The move consolidates AstraZeneca PLC (NASDAQ:AZN)’s market dominance in China and aligns with its global expansion strategy. Apart from this, the deal is projected to offer it with a significant revenue stream. Therefore, a range of strategic initiatives continue to support AstraZeneca PLC (NASDAQ:AZN)’s focus on strengthening market leadership and maximizing shareholder value, added the analyst. Elsewhere, Bank of America Securities analyst Sachin Jain maintained a “Buy” rating on the company’s stock. The positive high-level results from a planned interim analysis of the SERENA-6 Phase III trial showed that AstraZeneca PLC (NASDAQ:AZN)’s camizestrant in combination with a cyclin-dependent kinase (CDK) 4/6 inhibitor (palbociclib, ribociclib or abemaciclib) showcased a highly statistically significant and clinically meaningful improvement in the primary endpoint of progression-free survival (PFS).

Baron Funds, an investment management company, released its Q4 2024 investor letter. Here is what the fund said:

“Poor performance from AstraZeneca PLC (NASDAQ:AZN) also factored into the underperformance in pharmaceuticals. The company is currently dealing with several ongoing investigations into employees in its China business. We believe shares are undervalued relative to what remains an attractive long-term growth outlook driven by indication expansion for current products (Tagrisso and Enhertu) as well as a range of pipeline assets.”

8. The Cigna Group (NYSE:CI)

Forward P/E as on February 28: ~10.4x

10-Year Sales Growth: ~21.6%

Number of Hedge Fund Holders: 72

The Cigna Group (NYSE:CI) offers insurance and related products and services. Erin Wright, an analyst from Morgan Stanley, gave a “Buy” rating on the company’s stock with a price target of $379.00. The rating is supported by a combination of factors highlighting the potential growth and resilience in its operations. The expectation of a margin improvement in Cigna Healthcare, mainly expected in 2026 with some advances in 2025, aids the analyst’s rating. Furthermore, the analyst also highlighted The Cigna Group (NYSE:CI)’s projected EPS growth and the strategic divestment of Medicare businesses, which can contribute positively to the company’s financial health. Collectively, such factors exhibit a strong potential for long-term value creation, justifying the optimistic outlook.

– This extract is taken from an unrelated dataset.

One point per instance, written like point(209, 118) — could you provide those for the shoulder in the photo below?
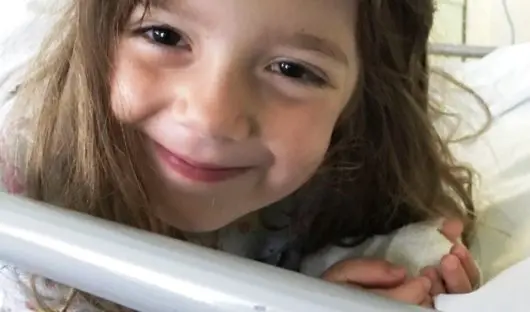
point(414, 246)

The Cigna Group (NYSE:CI)’s robust presence in the pharmacy benefit management (PBM) and specialty drug segments places it well for future growth. With healthcare costs continuing to rise, PBMs continue to play a critical role in managing drug spending for employers and health plans. The company’s Evernorth segment, which includes its PBM services, has been reflecting strength and can act as a critical driver of revenue and profit growth. The specialty drug market continues to witness rapid expansion as a result of advancements in biotechnology and treatment of complex conditions. Therefore, The Cigna Group (NYSE:CI)’s expertise in this area can enable it to capitalize on the trend toward personalized and increased-cost therapies.